Atalanta-Inter - Linearità strategica e guizzi da campione: ecco come Inzaghi esce vincitore dalla battaglia di Bergamo
Una sequenza di frame che possano rendere l’idea della mentalità dell’Inter. Primo: Darmian, appena entrato a freddo, allunga di 40 metri in sovrapposizione e va a ricevere palla in area, mettendo la giusta malizia nell’anticipare Musso e prendendosi il calcio di rigore. Secondo: Calhanoglu che batte un calcio d’angolo e 10 secondi dopo entra in scivolata bloccando il contrattacco dell’Atalanta… 60 metri indietro rispetto alla bandierina. Intercambiabilità, senso di appartenenza, lucidità. Sotto il diluvio incessante di Bergamo l’Inter trova una vittoria sofferta, complicata da errori di valutazione, grazie a due guizzi da campioni, costanza e una grande linearità in chiave tattica. Simone Inzaghi predispone i suoi uomini a una lotta uno contro uno a tutto campo per 90 minuti. Una battaglia sporca e spigolosa contro la Dea che invece non disdegna di cambiarsi veste tattica a seconda delle situazioni di gara, passando da un 3-4-3 a un 4-2-3-1 con i cambi, per poi tornare di nuovo a 3 dietro.
I nerazzurri reggono l’onda d’urto dei padroni di casa e accettano di giocarsi la partita metro per metro, in ogni duello individuale. Gasperini crea problemi a Lautaro e compagni rinunciando a Koopmeiners (uno dei migliori) da trequartista, spostando invece il suo raggio d’azione sull’out di destra sopra Zappacosta. Il diktat è quantomai preciso: puntare continuamente Acerbi e sfruttare il due contro uno da quella parte, per attirare anche i centrocampisti interisti nella zona e liberare metri di campo nell’altra fascia per le galoppate di Lookman. Il piano non funziona. Nel senso che il numero 15 interista con il passare dei minuti prende le misure grazie anche a un aiuto costante di Mkhitaryan che si defila molto, rinunciando spesso a fare densità in mezzo al campo per raddoppiare. Mentre dall’altra parte Lookman, che è comunque il più pericoloso, non riesce ad a trovare spazio in fascia grazie alle coperture precise di Barella e deve accentrare molto il suo raggio d’azione per rendersi pericoloso. Ma sia in fascia con Pavard prima e Darmian poi, che al centro con De Vrij, il nigeriano non ha vita facile, tanto che nel secondo tempo Gasperini inverte la posizione delle due ali per provare a infondere la giusta intensità. Scamacca riesce spesso a staccarsi dalla marcatura e partecipare alla manovra offensiva dandogli respiro con scarichi e aperture precise a destra e sinistra.
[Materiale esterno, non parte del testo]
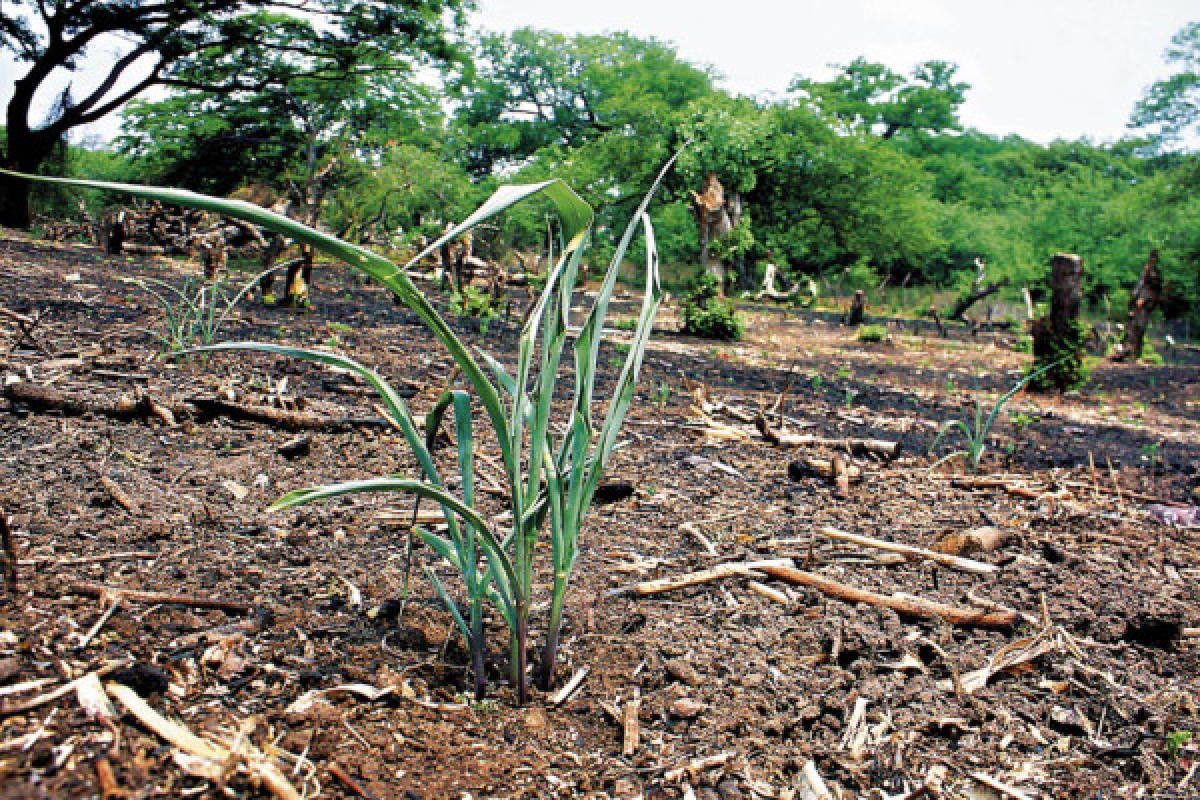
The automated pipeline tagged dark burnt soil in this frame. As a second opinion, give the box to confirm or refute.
[0,234,1200,799]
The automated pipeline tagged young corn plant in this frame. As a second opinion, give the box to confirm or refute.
[121,266,280,355]
[11,158,674,704]
[929,361,1058,473]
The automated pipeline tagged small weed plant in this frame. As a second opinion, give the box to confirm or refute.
[929,363,1057,473]
[11,160,673,704]
[858,325,888,344]
[120,267,276,355]
[679,272,745,342]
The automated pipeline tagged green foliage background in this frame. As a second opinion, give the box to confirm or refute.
[28,20,1200,321]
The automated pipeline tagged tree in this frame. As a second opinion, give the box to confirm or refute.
[788,56,971,139]
[1129,22,1200,145]
[0,0,473,227]
[456,28,714,176]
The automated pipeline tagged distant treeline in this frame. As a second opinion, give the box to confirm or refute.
[16,28,1200,317]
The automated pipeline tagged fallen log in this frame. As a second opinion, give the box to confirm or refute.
[755,414,900,458]
[4,383,152,420]
[817,525,998,575]
[758,565,1019,628]
[787,457,863,485]
[605,559,794,597]
[67,583,252,614]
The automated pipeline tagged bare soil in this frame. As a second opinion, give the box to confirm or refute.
[0,231,1200,800]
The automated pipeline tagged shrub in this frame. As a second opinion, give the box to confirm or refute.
[679,272,745,341]
[1141,344,1165,367]
[858,325,888,343]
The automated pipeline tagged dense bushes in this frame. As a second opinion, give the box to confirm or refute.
[679,272,745,341]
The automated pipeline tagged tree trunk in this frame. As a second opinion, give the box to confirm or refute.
[946,258,1008,319]
[691,173,742,294]
[1033,253,1087,389]
[846,289,866,327]
[1112,247,1163,361]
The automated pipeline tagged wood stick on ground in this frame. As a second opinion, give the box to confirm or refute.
[971,772,1032,800]
[755,415,900,458]
[662,752,733,783]
[76,597,121,650]
[760,566,1019,628]
[817,525,998,575]
[187,397,389,433]
[100,475,142,516]
[787,456,863,485]
[679,522,716,555]
[0,509,17,595]
[96,756,123,800]
[104,684,300,800]
[68,583,252,614]
[1104,456,1124,511]
[0,658,133,718]
[19,551,161,567]
[620,686,642,757]
[4,383,152,420]
[550,666,592,705]
[746,581,791,606]
[606,559,794,596]
[329,762,376,800]
[798,758,833,800]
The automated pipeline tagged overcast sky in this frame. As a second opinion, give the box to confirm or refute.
[0,0,1200,142]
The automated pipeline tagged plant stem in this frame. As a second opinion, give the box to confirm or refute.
[538,576,566,692]
[516,608,529,705]
[470,603,487,703]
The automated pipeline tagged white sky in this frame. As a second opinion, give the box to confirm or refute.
[476,0,1200,142]
[0,0,1200,146]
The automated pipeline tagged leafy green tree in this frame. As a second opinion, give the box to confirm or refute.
[788,56,971,139]
[0,0,470,227]
[455,28,713,175]
[1129,20,1200,145]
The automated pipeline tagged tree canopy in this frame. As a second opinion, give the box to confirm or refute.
[1129,20,1200,145]
[0,0,469,227]
[788,56,971,139]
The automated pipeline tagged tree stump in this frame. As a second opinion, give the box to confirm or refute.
[1032,253,1087,390]
[1112,247,1163,361]
[846,289,866,327]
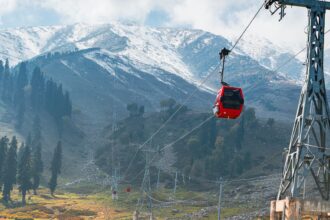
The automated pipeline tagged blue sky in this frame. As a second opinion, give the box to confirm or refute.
[0,0,324,49]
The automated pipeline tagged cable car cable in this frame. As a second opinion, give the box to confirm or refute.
[124,65,219,179]
[230,2,266,51]
[273,29,330,72]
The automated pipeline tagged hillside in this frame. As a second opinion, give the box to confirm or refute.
[96,102,290,181]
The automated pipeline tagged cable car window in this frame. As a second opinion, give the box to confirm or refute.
[222,89,242,110]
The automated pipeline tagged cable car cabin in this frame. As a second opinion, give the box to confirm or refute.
[213,85,244,119]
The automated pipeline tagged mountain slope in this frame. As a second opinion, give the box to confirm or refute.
[0,23,310,132]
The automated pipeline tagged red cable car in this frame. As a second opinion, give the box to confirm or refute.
[213,48,244,119]
[213,85,244,119]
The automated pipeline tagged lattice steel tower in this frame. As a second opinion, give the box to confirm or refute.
[265,0,330,200]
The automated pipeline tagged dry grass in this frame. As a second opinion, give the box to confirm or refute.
[0,189,128,220]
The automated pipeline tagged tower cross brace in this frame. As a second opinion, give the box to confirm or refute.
[265,0,330,200]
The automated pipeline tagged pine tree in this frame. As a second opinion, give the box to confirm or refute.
[64,91,72,117]
[17,143,25,162]
[2,136,17,202]
[0,137,9,190]
[0,60,5,81]
[48,141,62,196]
[17,146,32,205]
[16,101,25,129]
[2,59,10,101]
[32,115,42,151]
[31,67,45,111]
[32,143,44,195]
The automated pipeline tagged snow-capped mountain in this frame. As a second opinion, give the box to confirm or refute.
[0,23,310,126]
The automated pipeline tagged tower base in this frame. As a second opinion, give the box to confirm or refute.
[270,198,330,220]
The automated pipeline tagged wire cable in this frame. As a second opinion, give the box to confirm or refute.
[230,2,265,51]
[124,65,220,179]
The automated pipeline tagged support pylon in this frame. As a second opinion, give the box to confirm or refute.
[265,0,330,200]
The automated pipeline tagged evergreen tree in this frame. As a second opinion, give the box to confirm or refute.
[31,115,42,151]
[2,59,10,101]
[32,143,44,195]
[0,60,5,81]
[17,146,32,205]
[0,137,9,190]
[17,143,25,162]
[16,102,25,129]
[48,141,62,196]
[14,62,28,106]
[64,91,72,117]
[2,136,17,202]
[31,67,45,111]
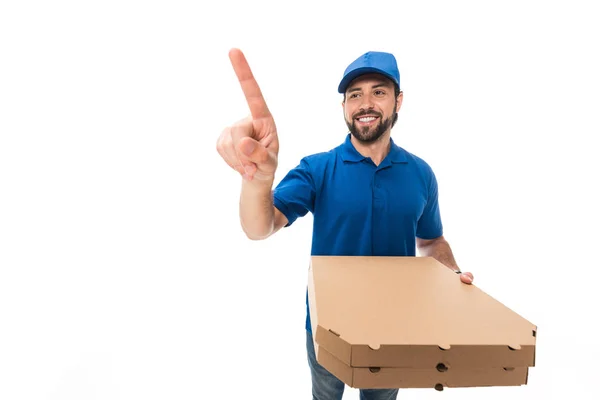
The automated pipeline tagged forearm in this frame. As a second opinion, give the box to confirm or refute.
[240,179,275,240]
[419,238,460,271]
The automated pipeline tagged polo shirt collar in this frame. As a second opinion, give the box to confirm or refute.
[340,133,408,164]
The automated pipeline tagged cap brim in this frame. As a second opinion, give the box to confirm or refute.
[338,67,398,93]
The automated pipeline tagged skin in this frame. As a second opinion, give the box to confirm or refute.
[217,49,473,284]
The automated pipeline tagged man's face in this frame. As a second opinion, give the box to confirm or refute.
[343,74,402,143]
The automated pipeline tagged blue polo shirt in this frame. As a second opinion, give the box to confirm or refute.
[273,134,442,332]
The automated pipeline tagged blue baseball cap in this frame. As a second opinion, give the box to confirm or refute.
[338,51,400,93]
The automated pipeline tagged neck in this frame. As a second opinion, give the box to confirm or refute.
[350,131,391,165]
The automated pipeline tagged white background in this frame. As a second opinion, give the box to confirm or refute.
[0,0,600,400]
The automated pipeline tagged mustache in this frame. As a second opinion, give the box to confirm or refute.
[352,111,381,119]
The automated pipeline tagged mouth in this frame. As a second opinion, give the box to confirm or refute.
[354,115,379,126]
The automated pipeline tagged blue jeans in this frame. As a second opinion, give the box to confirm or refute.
[306,330,398,400]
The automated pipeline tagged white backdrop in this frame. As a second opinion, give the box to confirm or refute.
[0,0,600,400]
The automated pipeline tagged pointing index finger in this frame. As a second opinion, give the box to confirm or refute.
[229,49,271,119]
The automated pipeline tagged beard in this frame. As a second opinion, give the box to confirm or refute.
[346,106,396,143]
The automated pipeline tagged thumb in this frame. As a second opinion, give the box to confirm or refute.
[239,138,258,157]
[238,137,269,165]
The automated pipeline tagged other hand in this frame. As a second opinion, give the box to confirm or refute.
[217,49,279,182]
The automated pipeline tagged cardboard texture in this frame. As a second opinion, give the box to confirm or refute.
[308,256,537,389]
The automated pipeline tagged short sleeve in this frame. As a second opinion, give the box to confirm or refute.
[273,158,316,226]
[417,171,443,239]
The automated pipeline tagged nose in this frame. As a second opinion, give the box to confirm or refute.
[360,94,375,110]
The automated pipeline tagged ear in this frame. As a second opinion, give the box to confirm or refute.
[396,92,404,110]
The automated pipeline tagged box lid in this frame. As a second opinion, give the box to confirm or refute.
[308,256,537,368]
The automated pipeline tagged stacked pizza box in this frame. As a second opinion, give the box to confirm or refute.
[308,256,537,390]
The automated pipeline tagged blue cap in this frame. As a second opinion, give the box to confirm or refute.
[338,51,400,93]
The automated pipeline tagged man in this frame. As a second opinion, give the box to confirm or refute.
[217,49,473,400]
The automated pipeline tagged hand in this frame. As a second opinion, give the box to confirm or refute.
[460,272,474,285]
[217,49,279,182]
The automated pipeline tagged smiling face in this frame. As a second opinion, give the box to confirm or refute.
[342,74,402,143]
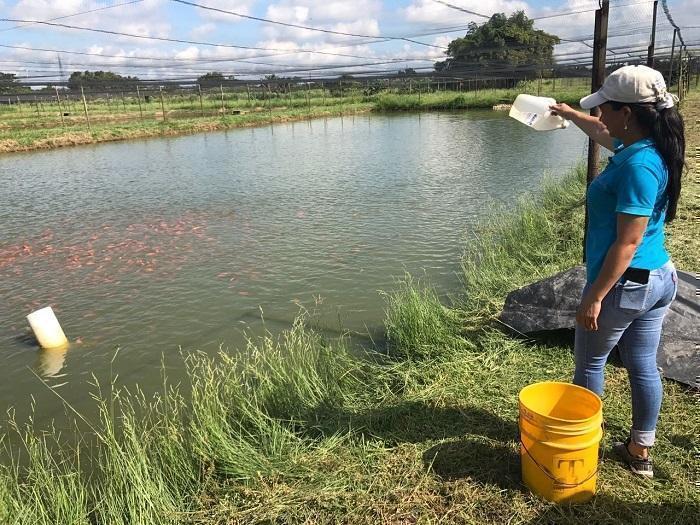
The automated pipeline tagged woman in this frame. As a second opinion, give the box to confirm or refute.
[551,66,685,478]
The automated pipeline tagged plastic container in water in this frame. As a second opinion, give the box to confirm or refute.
[508,94,569,131]
[27,306,68,348]
[519,382,603,503]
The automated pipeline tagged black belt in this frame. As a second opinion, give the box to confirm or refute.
[622,267,649,284]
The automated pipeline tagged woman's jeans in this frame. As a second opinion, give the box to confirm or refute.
[574,261,678,447]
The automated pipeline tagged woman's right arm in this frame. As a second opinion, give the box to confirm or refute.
[549,103,615,151]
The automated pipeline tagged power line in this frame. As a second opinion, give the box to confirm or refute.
[0,0,143,33]
[433,0,491,20]
[170,0,447,49]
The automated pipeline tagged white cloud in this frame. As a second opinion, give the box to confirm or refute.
[190,22,217,40]
[187,0,257,24]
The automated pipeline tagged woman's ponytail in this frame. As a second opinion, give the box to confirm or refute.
[651,107,685,222]
[618,103,685,222]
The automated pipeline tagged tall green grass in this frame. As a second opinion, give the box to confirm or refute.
[0,165,700,525]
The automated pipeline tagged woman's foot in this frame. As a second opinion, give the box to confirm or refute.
[613,438,654,479]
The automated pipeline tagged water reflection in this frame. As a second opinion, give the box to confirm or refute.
[34,344,70,378]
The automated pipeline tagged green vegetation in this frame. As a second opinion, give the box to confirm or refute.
[0,74,589,153]
[0,145,700,525]
[435,11,559,77]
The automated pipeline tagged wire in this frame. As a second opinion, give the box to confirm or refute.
[433,0,491,20]
[170,0,447,49]
[0,0,143,33]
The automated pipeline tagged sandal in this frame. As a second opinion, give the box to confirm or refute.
[613,438,654,479]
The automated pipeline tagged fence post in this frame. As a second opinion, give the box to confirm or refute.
[583,0,610,262]
[80,85,92,132]
[136,84,143,120]
[668,29,678,85]
[267,83,272,123]
[158,86,168,122]
[54,86,66,127]
[647,0,659,67]
[197,82,204,116]
[306,82,311,113]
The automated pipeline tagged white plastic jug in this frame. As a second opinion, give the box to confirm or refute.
[508,94,569,131]
[27,306,68,348]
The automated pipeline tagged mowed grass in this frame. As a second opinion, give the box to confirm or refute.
[0,79,587,153]
[0,89,700,525]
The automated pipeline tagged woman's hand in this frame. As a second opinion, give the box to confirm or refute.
[576,294,601,331]
[549,102,578,120]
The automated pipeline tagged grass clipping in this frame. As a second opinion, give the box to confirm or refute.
[0,165,700,525]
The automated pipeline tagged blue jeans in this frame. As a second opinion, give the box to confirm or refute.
[574,261,678,447]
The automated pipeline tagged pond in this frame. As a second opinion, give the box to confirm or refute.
[0,111,586,422]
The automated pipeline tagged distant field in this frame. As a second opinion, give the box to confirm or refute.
[0,78,590,153]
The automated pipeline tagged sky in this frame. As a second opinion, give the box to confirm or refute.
[0,0,700,81]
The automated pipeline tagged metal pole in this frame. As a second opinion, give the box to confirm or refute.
[668,29,678,88]
[158,86,167,122]
[136,84,143,120]
[54,86,66,127]
[647,0,659,67]
[583,0,610,262]
[80,86,92,131]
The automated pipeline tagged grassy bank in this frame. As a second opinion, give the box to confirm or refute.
[0,133,700,525]
[0,81,585,153]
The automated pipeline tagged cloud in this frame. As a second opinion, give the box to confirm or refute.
[190,22,217,40]
[186,0,257,24]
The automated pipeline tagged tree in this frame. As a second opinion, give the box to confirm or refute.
[0,73,30,95]
[68,71,139,91]
[197,71,233,87]
[435,11,559,76]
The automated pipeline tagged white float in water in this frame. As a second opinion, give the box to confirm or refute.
[27,306,68,348]
[508,94,569,131]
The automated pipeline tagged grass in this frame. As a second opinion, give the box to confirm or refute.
[0,88,700,525]
[0,79,588,153]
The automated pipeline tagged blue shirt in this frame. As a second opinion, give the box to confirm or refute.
[586,138,670,283]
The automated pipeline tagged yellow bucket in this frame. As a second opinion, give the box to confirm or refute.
[520,382,603,503]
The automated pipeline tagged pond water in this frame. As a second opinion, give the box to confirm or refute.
[0,111,586,421]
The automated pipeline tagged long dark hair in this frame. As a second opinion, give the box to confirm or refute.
[611,102,685,222]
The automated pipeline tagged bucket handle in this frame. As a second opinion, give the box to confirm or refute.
[518,418,605,489]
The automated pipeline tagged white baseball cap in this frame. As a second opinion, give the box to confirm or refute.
[580,65,674,110]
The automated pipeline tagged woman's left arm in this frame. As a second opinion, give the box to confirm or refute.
[576,213,649,330]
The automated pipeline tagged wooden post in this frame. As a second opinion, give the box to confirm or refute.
[583,0,610,262]
[647,0,659,67]
[339,80,343,115]
[267,84,272,119]
[158,86,168,122]
[80,86,92,132]
[668,29,678,85]
[54,86,66,127]
[136,84,143,120]
[197,82,204,116]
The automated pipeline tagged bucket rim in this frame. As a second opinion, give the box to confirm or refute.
[518,381,603,423]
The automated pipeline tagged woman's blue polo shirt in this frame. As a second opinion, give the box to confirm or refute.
[586,138,670,283]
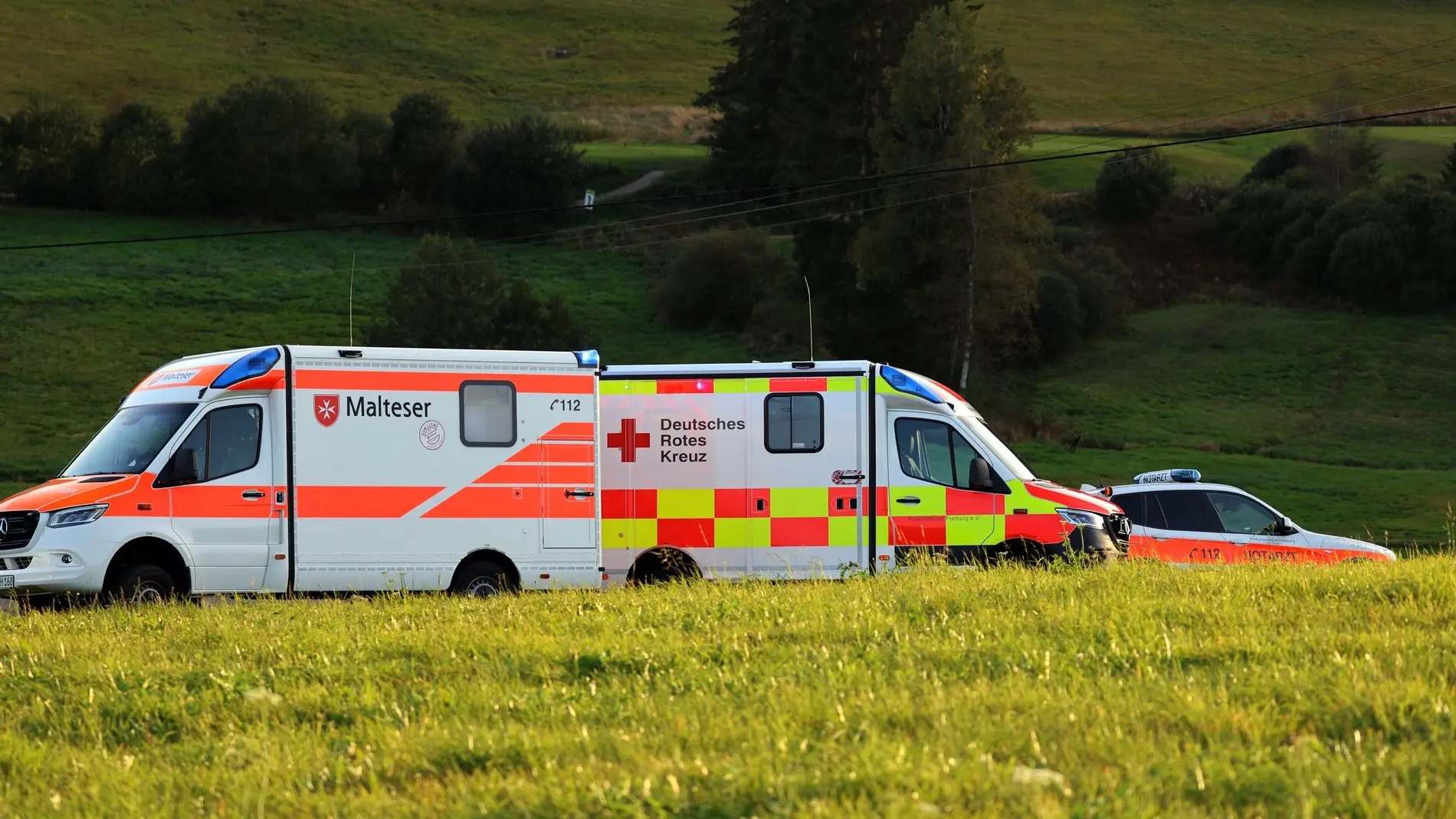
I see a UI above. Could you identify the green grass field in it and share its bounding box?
[0,559,1456,817]
[0,0,1456,131]
[0,208,746,492]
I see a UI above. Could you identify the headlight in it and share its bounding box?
[1057,509,1105,529]
[45,503,110,529]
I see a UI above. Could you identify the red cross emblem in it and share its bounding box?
[607,418,652,464]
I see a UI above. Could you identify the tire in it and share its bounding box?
[108,563,178,605]
[450,560,511,598]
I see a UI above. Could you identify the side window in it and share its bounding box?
[763,393,824,453]
[1147,489,1223,532]
[896,418,1000,492]
[172,405,264,483]
[1208,492,1278,536]
[460,381,516,447]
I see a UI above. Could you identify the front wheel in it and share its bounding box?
[110,563,178,605]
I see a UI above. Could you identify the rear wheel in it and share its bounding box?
[108,563,178,605]
[450,560,511,598]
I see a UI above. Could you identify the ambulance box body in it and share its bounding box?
[600,361,1127,583]
[0,346,602,595]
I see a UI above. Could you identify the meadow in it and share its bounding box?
[0,0,1456,128]
[0,559,1456,817]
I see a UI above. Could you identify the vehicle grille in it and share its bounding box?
[0,512,41,549]
[1107,513,1133,549]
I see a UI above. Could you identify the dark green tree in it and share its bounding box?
[1441,143,1456,194]
[96,103,182,214]
[389,92,464,205]
[0,97,96,208]
[370,236,584,349]
[697,0,949,365]
[182,77,357,218]
[854,5,1047,388]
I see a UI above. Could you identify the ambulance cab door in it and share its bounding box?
[157,397,274,592]
[885,411,1006,565]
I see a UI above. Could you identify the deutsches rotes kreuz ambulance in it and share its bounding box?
[600,361,1127,582]
[0,345,1127,601]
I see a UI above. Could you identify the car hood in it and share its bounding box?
[1025,480,1123,515]
[0,474,143,512]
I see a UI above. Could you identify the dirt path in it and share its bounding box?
[597,170,667,202]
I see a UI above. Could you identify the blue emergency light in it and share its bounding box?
[1133,470,1202,483]
[208,348,280,390]
[880,364,945,405]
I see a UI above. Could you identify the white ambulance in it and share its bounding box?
[600,361,1129,583]
[0,346,602,599]
[0,346,1127,601]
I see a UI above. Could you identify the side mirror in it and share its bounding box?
[971,458,996,492]
[168,447,197,486]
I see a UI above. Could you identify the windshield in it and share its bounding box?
[61,405,197,477]
[956,411,1037,480]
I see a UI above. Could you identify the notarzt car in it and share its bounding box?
[1082,470,1395,565]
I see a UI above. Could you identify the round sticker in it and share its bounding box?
[419,421,445,450]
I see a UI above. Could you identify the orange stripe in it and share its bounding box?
[542,421,597,441]
[294,369,595,395]
[297,486,444,518]
[472,464,597,486]
[133,364,227,393]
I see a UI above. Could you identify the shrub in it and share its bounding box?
[96,103,182,214]
[451,116,584,236]
[1031,270,1086,359]
[1244,143,1315,182]
[0,99,96,208]
[182,79,357,217]
[339,110,395,211]
[657,231,789,332]
[1441,143,1456,194]
[1097,149,1176,221]
[389,92,463,205]
[370,236,584,349]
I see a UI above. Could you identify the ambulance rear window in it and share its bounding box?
[460,381,516,447]
[763,393,824,453]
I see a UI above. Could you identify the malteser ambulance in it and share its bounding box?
[0,346,1127,601]
[0,346,602,599]
[600,361,1129,583]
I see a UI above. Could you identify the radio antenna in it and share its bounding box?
[349,251,359,346]
[804,277,814,361]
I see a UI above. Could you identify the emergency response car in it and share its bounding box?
[0,345,1127,599]
[1082,468,1395,565]
[0,346,602,599]
[600,361,1127,582]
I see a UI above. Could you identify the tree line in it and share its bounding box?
[0,77,590,237]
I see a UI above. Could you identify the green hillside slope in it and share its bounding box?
[0,0,1456,125]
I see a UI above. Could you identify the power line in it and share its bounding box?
[0,100,1456,251]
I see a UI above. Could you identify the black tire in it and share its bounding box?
[107,563,178,605]
[450,560,511,598]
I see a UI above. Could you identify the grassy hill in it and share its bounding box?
[0,559,1456,819]
[0,208,1456,545]
[0,0,1456,131]
[1018,304,1456,545]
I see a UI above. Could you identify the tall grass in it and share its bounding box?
[0,559,1456,817]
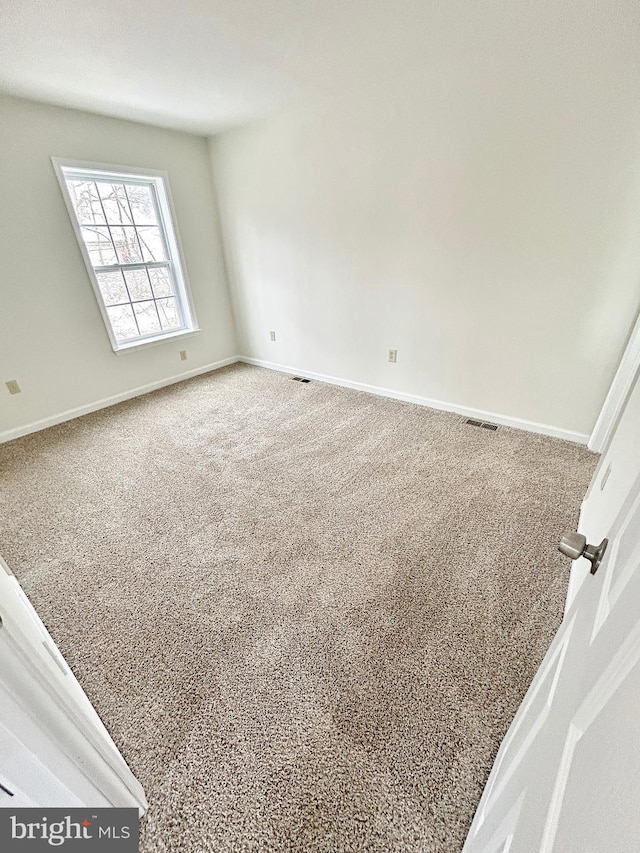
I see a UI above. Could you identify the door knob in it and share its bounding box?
[558,530,609,575]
Ma la partita si gioca soprattutto a centrocampo, con una guerra territoriale per la supremazia condotta specialmente da Calhanoglu e Barella contro De Roon ed Ederson. La chiave della gara è lì. In quei metri di campo fondamentali per il gioco offensivo e la copertura difensiva. L’Atalanta è pericolosa e porta più uomini sopra la linea della palla nella prima parte del primo tempo. Ma l’inter si abbassa bene senza concedere nulla in area. Prima dell’intervallo alza i giri del motore Calhanoglu, salendo in cattedra e servendo una palla nello spazio immaginifica a Darmian, appena entrato, che si procura il rigore trasformato dal turco stesso. In attacco la coppia Lautaro-Thuram lavora meglio nel secondo tempo, con l’argentino che agisce quasi da trequartista a legare il gioco e creare superiorità tra le linee, inventandosi un gol da urlo, e il francese che cerca la profondità e allunga la squadra puntando e facendo scappare all’indietro la difesa avversaria. Sugli esterni l’Inter non punge come è solita fare a causa delle prestazioni sotto tono di Dimarco e Dumfries, spesso alle prese con la pressione atalantina e dunque bloccati in fase difensiva. Una menzione speciale va ad Alexis Sanchez, entrato spigliato al momento giusto, intelligente e con voglia di aiutare la squadra nella bolgia bergamasca. Il risultato finale premia la pazienza e la determinazione dell’Inter. Terzo frame che racconta cos’è questa realtà: Pavard che al triplice fischio festeggia con i suoi compagni sotto il settore ospiti, nonostante l’infortunio. Con tutte queste ottime diapositive, l’album finale rischia di essere stupendo.